Silicon Valley has been backing people like Groom and giving them considerable latitude since the industry’s beginning, knowing there’s a good chance that even without a clear path to commercialization, even without a timeline, even without certainty about what the market will look like when they get there, they’ll figure it out. It doesn’t always work out. But when it does, it tends to justify a lot of the times it didn’t.
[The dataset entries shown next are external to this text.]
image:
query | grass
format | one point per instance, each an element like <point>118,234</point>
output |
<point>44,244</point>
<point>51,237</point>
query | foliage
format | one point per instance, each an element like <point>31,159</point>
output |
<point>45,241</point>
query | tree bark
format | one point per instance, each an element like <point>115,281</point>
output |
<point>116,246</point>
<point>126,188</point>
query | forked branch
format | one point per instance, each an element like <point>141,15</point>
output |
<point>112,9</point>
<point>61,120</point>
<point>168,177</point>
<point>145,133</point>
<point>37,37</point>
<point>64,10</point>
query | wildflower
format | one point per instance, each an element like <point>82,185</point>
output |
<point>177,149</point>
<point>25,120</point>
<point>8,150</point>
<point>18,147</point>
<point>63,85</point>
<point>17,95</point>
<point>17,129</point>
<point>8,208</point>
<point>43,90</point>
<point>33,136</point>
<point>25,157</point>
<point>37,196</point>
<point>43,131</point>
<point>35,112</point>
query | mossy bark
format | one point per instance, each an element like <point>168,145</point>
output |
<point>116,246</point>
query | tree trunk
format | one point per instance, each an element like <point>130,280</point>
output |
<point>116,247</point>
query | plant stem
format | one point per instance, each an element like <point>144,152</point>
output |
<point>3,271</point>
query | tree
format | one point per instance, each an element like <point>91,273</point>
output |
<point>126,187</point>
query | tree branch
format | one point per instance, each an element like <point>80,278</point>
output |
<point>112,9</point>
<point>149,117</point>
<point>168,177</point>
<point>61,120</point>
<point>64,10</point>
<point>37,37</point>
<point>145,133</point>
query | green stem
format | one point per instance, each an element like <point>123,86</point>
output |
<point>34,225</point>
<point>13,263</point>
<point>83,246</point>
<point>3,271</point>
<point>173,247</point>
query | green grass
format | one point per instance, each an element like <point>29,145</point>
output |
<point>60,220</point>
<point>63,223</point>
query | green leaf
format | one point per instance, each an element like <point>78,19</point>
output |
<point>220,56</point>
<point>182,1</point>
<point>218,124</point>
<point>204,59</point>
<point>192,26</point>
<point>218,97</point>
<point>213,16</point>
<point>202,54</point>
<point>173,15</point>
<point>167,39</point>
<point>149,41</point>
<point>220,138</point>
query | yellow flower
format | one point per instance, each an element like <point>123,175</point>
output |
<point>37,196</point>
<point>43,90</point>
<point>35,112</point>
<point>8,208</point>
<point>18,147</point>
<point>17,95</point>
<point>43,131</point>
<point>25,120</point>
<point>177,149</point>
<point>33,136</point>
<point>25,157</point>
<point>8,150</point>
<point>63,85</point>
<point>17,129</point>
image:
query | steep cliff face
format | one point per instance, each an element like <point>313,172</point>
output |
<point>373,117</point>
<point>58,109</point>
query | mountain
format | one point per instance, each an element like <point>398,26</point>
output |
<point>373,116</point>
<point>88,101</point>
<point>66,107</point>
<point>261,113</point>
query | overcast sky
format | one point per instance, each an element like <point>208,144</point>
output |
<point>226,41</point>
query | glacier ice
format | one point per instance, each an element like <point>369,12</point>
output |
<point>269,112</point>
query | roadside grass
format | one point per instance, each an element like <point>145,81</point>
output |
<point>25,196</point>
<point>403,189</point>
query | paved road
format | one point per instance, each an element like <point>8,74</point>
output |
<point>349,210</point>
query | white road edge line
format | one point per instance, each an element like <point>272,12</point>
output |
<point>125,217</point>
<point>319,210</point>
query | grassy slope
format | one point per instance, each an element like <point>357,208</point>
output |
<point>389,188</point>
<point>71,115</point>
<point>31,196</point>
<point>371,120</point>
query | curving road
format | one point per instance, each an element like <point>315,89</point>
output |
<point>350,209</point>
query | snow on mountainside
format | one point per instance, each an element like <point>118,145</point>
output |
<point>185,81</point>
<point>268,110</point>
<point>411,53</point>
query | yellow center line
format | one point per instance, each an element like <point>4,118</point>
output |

Tags: robotics, artificial intelligence, Physical Intelligence, Lachy Groom, Sergey Levine, Chelsea Finn, Karol Hausman, Skild AI, general-purpose robots, foundation models, robotics revolution, Silicon Valley, automation, venture capital, AI funding

Viral Phrases: “ChatGPT but for robots,” “billion-dollar bet on thinking machines,” “the pants-folder experiment,” “zucchini-peeling robots,” “pure company, pure vision,” “hardware is just really hard,” “the continuous learning loop,” “any platform, any task,” “the timing is finally right,” “figuring it out without a timeline”

Viral Sentences: “The pants are still not quite folded. The shirt remains stubbornly right-side-out. The zucchini shavings are piling up nicely.” “Good ideas at a good time with a good team — [that’s] extremely rare.” “There’s no limit to how much money we can really put to work.” “Hardware is just really hard. Everything we do is so much harder than a software company.” “Silicon Valley has been backing people like Groom and giving them a lot of rope since the beginning of the industry.”